Doch dazu besteht keine Chance, denn jetzt wird die Tür zu Lorenas Schlafzimmer mit einem Ruck geöffnet. Die beiden Frauen stehen sich im grellen Licht der Deckenlampe gegenüber. Lorena in einer schwarzen Jeans und einem dunklen Hoodie. Shirin nur mit dem T-Shirt und einem ziemlich knappen Slip bekleidet.
»Was machst du denn hier?«
»Ich wollte … also das ist kompliziert«, beginnt Shirin, wird aber gleich unterbrochen.
»Spionierst du hier herum, oder was?«
Lorenas Tonfall ist aggressiver, als Shirin erwartet hat, und er macht ihr jetzt wirklich Angst. Sie beschließt sofort, keine Ausrede zu gebrauchen, sondern schlicht die Wahrheit zu sagen. Furchtsam drückt sie sich an der Wand entlang, um irgendwie zur Tür zu kommen, und erklärt dabei kleinlaut: »Nein, natürlich spioniere ich dir nicht hinterher. Warum sollte ich auch? Aber ich habe nicht damit gerechnet, dass du noch weggehst, und als ich dann plötzlich den Schlüssel an der Tür gehört habe, fand ich das unheimlich und dachte, hier bricht jemand ein. Ich wollte dich einfach nur wecken. Ich wusste ja nicht, dass du gar nicht da bist.«
»Das kann ja jeder sagen.« Wütend funkelt Lorena die Kollegin an. »Morgen bist du hier weg. Ich bin doch nicht so blöd und beherberge jemanden, der mir hinterherspioniert.«
»Das habe ich wirklich nicht, das musst du mir glauben«, bittet Shirin, die inzwischen die Tür zur Diele erreicht hat.
»Raus!«
Verschreckt verlässt Shirin Lorenas Schlafzimmer und zieht sich ins Gästezimmer zurück. Einem Impuls folgend, dessen Ursprung sie lieber nicht näher ergründen will, schließt sie die Tür hinter sich ab. Dann lässt sie sich erschöpft auf das Schlafsofa fallen. Es dauert einige Minuten, bis sie das gerade Erlebte noch einmal vorurteilslos Revue passieren lassen kann.
Irgendetwas stimmt hier nicht.
Zum Glück hat Lorena nicht noch einmal versucht, Shirin zur Rede zu stellen, sondern ist erst im Bad und dann in ihrem Zimmer verschwunden. Trotzdem will Shirin plötzlich nur noch weg, möglichst bevor Lorena es sich anders überlegt. Aber wohin, so mitten in der Nacht? Und was wird Lorena sagen, wenn sie merkt, dass Shirin sich Hals über Kopf aus ihrer Wohnung stiehlt? Egal!
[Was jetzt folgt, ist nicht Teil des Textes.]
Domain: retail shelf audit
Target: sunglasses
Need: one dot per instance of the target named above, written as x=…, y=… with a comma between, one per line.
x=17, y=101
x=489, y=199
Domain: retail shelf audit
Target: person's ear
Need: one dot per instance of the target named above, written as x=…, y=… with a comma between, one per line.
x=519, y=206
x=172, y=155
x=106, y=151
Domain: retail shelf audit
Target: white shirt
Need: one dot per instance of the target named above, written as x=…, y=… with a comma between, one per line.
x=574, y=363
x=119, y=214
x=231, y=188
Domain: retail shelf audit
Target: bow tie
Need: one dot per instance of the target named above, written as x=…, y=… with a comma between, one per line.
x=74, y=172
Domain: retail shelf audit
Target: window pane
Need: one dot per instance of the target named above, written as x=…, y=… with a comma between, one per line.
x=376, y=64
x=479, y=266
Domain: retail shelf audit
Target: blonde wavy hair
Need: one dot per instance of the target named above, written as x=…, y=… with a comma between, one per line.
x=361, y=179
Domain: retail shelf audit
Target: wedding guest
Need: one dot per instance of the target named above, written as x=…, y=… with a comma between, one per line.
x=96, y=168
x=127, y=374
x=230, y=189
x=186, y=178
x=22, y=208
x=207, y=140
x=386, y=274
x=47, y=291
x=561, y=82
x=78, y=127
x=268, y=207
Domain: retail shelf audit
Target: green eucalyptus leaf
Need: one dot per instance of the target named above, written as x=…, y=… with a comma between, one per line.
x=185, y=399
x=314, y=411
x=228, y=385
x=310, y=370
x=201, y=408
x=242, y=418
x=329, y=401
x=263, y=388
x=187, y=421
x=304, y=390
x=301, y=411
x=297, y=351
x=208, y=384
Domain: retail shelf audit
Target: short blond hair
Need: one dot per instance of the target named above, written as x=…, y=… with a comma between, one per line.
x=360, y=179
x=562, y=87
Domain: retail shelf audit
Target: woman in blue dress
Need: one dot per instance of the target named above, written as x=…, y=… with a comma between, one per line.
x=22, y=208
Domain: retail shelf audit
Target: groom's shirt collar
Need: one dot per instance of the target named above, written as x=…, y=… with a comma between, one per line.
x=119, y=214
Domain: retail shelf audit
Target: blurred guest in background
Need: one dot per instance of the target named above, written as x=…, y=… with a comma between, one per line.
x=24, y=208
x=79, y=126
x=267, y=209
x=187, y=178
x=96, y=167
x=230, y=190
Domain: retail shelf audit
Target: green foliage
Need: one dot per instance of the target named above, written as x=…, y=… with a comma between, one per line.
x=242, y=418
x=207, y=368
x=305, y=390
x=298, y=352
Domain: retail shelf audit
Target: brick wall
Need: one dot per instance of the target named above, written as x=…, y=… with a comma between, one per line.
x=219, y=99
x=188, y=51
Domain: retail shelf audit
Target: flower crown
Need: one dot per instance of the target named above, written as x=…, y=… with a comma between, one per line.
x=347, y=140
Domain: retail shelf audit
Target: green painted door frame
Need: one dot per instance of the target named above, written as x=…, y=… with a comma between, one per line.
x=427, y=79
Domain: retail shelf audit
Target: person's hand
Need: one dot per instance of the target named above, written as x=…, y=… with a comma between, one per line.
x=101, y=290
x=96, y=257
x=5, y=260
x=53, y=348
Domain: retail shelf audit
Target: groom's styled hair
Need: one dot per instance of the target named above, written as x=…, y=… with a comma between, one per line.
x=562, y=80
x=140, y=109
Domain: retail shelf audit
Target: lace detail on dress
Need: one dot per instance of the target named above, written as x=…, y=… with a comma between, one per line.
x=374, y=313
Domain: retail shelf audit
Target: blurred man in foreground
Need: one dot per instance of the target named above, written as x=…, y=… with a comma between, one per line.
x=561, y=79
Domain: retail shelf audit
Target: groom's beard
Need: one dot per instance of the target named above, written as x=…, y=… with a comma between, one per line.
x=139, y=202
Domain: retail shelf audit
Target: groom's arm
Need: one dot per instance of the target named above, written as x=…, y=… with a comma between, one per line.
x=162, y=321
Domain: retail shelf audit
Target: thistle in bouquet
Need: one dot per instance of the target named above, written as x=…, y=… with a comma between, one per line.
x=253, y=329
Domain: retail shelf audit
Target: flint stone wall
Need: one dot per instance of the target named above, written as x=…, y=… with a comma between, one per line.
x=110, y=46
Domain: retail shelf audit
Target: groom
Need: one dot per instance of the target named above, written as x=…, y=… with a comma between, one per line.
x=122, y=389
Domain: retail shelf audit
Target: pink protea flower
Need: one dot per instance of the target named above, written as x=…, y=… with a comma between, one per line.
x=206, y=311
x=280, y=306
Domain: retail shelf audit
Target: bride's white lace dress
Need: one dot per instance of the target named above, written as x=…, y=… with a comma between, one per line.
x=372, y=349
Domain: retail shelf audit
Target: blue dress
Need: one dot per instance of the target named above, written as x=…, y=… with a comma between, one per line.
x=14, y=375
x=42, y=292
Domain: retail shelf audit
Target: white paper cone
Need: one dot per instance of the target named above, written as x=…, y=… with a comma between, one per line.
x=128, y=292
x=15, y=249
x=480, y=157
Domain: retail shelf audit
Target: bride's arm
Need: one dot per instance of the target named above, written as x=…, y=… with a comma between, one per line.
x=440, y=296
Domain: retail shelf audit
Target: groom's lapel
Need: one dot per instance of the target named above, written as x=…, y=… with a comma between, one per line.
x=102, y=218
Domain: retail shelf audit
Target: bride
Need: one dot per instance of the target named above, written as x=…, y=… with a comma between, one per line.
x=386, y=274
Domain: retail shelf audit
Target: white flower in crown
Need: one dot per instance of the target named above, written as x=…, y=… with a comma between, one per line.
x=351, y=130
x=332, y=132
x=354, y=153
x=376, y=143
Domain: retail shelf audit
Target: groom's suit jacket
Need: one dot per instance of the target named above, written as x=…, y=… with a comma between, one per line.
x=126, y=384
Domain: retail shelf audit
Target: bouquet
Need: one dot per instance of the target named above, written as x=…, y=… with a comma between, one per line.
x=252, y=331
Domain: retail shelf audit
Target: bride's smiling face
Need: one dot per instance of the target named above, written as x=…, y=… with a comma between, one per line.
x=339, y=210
Shirin tritt ans Fenster und blickt hinaus. Ihr Zimmer geht zur Seite und liegt ebenerdig über einem kleinen Weg. Da auszusteigen dürfte kein Problem sein, erkennt sie erleichtert. Als Nächstes googelt Shirin ein paar der besseren Hotels, deren Rezeption wahrscheinlich auch nachts besetzt ist. Dann tätigt sie zwei Anrufe, fragt jedes Mal nach einem freien Zimmer und hat beim zweiten Mal Erfolg. Schnell zieht sie sich an, wirft all ihre Sachen in die Reisetasche und bestellt ein Taxi zu einer Adresse, die einige Hausnummern von Lorenas Haus entfernt ist. Nur kein Aufsehen erregen jetzt und nicht wieder den Zorn von Lorena auf sich ziehen.
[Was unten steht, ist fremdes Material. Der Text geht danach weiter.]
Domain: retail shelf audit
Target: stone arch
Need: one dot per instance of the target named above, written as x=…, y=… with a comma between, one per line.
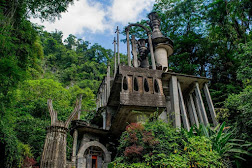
x=107, y=156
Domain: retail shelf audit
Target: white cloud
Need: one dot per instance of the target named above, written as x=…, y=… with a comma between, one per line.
x=79, y=16
x=95, y=17
x=125, y=11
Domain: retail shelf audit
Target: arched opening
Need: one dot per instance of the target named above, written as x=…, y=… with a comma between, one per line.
x=94, y=156
x=146, y=86
x=125, y=84
x=156, y=86
x=136, y=84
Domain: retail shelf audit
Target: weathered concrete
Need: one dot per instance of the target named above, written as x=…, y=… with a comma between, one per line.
x=54, y=152
x=183, y=109
x=175, y=101
x=210, y=105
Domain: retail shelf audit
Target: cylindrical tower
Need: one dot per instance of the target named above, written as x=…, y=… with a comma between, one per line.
x=163, y=46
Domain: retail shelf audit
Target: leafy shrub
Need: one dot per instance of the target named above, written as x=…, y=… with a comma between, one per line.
x=157, y=144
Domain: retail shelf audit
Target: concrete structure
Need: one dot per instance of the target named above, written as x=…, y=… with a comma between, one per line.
x=133, y=93
x=54, y=152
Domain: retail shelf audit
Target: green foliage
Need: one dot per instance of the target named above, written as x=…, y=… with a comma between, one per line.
x=168, y=148
x=240, y=113
x=223, y=142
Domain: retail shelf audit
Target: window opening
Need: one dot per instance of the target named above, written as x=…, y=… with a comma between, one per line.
x=125, y=84
x=156, y=87
x=146, y=86
x=136, y=84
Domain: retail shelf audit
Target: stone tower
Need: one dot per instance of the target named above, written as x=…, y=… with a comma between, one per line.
x=54, y=152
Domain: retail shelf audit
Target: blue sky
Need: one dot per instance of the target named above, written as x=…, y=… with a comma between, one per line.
x=96, y=20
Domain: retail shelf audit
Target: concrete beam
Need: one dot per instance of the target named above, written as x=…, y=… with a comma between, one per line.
x=210, y=104
x=183, y=109
x=201, y=103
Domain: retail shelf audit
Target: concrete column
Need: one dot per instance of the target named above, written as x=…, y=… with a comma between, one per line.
x=134, y=51
x=115, y=63
x=118, y=54
x=210, y=104
x=192, y=112
x=199, y=113
x=201, y=103
x=108, y=82
x=161, y=57
x=175, y=101
x=128, y=47
x=151, y=51
x=108, y=117
x=182, y=108
x=75, y=138
x=104, y=119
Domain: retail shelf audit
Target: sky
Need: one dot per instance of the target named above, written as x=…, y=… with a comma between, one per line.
x=96, y=20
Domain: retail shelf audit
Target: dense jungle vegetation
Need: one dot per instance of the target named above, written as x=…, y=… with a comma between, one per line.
x=211, y=38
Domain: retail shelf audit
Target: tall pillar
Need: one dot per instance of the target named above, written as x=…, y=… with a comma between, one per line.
x=201, y=103
x=192, y=111
x=115, y=63
x=175, y=101
x=210, y=104
x=182, y=108
x=153, y=63
x=118, y=54
x=108, y=117
x=108, y=82
x=128, y=47
x=54, y=152
x=75, y=138
x=104, y=119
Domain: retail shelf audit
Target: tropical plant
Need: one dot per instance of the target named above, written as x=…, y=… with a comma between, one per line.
x=222, y=141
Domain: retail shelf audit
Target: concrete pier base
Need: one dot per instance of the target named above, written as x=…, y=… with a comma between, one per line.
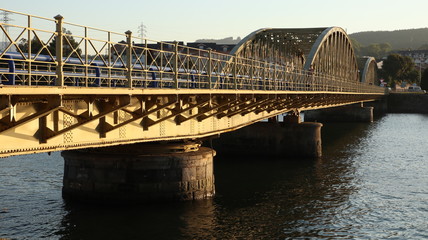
x=138, y=173
x=353, y=113
x=272, y=139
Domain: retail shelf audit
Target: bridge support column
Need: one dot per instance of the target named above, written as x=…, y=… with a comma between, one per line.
x=352, y=113
x=139, y=173
x=283, y=139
Vorsichtig lässt Shirin ihre Reisetasche jenseits des Fensters zu Boden gleiten und steigt selbst hinterher. Mit leisen Schritten stiehlt sie sich davon. Erst als sie auf der Rückbank des Taxis sitzt, dem Fahrer die Hoteladresse genannt hat und dieser losgefahren ist, spürt sie, wie sehr ihr Herz klopft.